Un grande del ciclismo se ha retirado...
Por el invisible hilo que une afectos en un deporte ligado al sentimiento, la convocatoria tuvo algo de reunión de amigos y de punzadas en los recuerdos. Carlos Sastre juntó a la prensa en Madrid para anunciar que se retira, que detiene el reloj en su aventura de largas distancias. Se apea del ciclismo un maratoniano del pedal: 15 temporadas de profesional, 28 años entre bicis, 25 grandes vueltas finalizadas (10 Tour, 10 Vueltas, 6 Giros) y una guinda que compensó tan generoso aliento, el Tour de Francia 2008 que ganó en aquella memorable subida al Alpe d’Huez. «No quiero quedarme solo por dinero», resumió el abulense.
Nacido en Leganés, criado en El Barraco y residente en Ávila, Carlos Sastre (36 años) simboliza al penúltimo contestatario. Un ciclista con opinión propia que nunca aceptó el redil como pauta de conducta. Tachado de perro verde por perseguir su identidad como deportista, representa el triunfo de la laboriosidad y la perseverancia. «La gente se ha identificado conmigo por lo mucho que me costó llegar hasta arriba», reflexionó ayer.
Siempre en pugna frente a la corriente, Sastre se inició joven en su faceta replicante. Provocó un cisma en 1997, cuando el ciclismo era el segundo deporte en España, al abandonar la cantera del Banesto para fichar por su enemigo, el ONCE de Manolo Saiz. Criado en la escuela de su padre, Víctor Sastre, de la que salieron Chava Jiménez, Lastras, Navas, Mancebo o Curro García, el abulense hizo camino como gregario con ideas propias. Trabajó para Zülle, Jalabert, Olano y Beloki hasta que se cansó de sudar para otros. «Siempre fui consciente de mis virtudes y mis defectos, pero quería encontrar mis límites». Se fue con Bjarne Riis al CSC como un español por el mundo cuando los ciclistas no emigraban. También trabajó para Hamilton, Jalabert y Basso antes de adquirir rango superior.
Comenzó a vivir en otra división cuando ganó la etapa de montaña del Tour 2003 en Ax 3 Domaines. Aquel día capturó todas las portadas por un detalle emotivo. Sacó del bolsillo un chupete azul y así entró en la meta, grapado a la tetina y al pensamiento en Claudia, su hija que había cumplido dos años. «Me quedo con todas las experiencias. El ciclismo me ha ayudado a conocer la vida», comentó.

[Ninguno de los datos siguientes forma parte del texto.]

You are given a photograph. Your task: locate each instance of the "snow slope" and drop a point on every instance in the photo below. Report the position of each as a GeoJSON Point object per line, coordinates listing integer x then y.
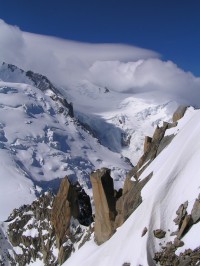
{"type": "Point", "coordinates": [40, 143]}
{"type": "Point", "coordinates": [120, 120]}
{"type": "Point", "coordinates": [175, 180]}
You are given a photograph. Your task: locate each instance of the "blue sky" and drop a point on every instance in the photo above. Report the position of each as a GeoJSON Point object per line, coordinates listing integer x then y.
{"type": "Point", "coordinates": [170, 27]}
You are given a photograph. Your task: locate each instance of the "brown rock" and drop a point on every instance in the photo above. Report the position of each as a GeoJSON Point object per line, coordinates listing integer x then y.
{"type": "Point", "coordinates": [187, 222]}
{"type": "Point", "coordinates": [104, 200]}
{"type": "Point", "coordinates": [159, 233]}
{"type": "Point", "coordinates": [62, 212]}
{"type": "Point", "coordinates": [145, 230]}
{"type": "Point", "coordinates": [196, 211]}
{"type": "Point", "coordinates": [130, 200]}
{"type": "Point", "coordinates": [71, 201]}
{"type": "Point", "coordinates": [147, 143]}
{"type": "Point", "coordinates": [181, 213]}
{"type": "Point", "coordinates": [178, 243]}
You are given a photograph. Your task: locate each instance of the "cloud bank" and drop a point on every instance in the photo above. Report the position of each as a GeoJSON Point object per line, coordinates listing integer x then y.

Su momento cumbre fue una tarde de julio en Alpe d’Huez. En una eléctrica escalada en contraste con su estilo diésel, sepultó a su compañero Frank Schleck en las 21 curvas totémicas del ciclismo.
Sus tres últimos años han tenido más sombras que luces en el Cervelo y el Geox. En este último ha sufrido, pese a su experiencia. En un análisis le detectaron una bacteria en el intestino y el mánager de su equipo jugó al gato y al ratón con la enfermedad, sin comunicársela abiertamente.
La escuela de su padre ya sólo tiene 28 alumnos en vez de los 50 habituales, síntoma tal vez de un declive del ciclismo. Pero Sastre se despide agradecido, sin acritud, y sin una mancha en su hoja de servicios: «Algunas cosas han mejorado y otras siguen sin mejorar. Pero me quedo con lo positivo porque este deporte es muy grande».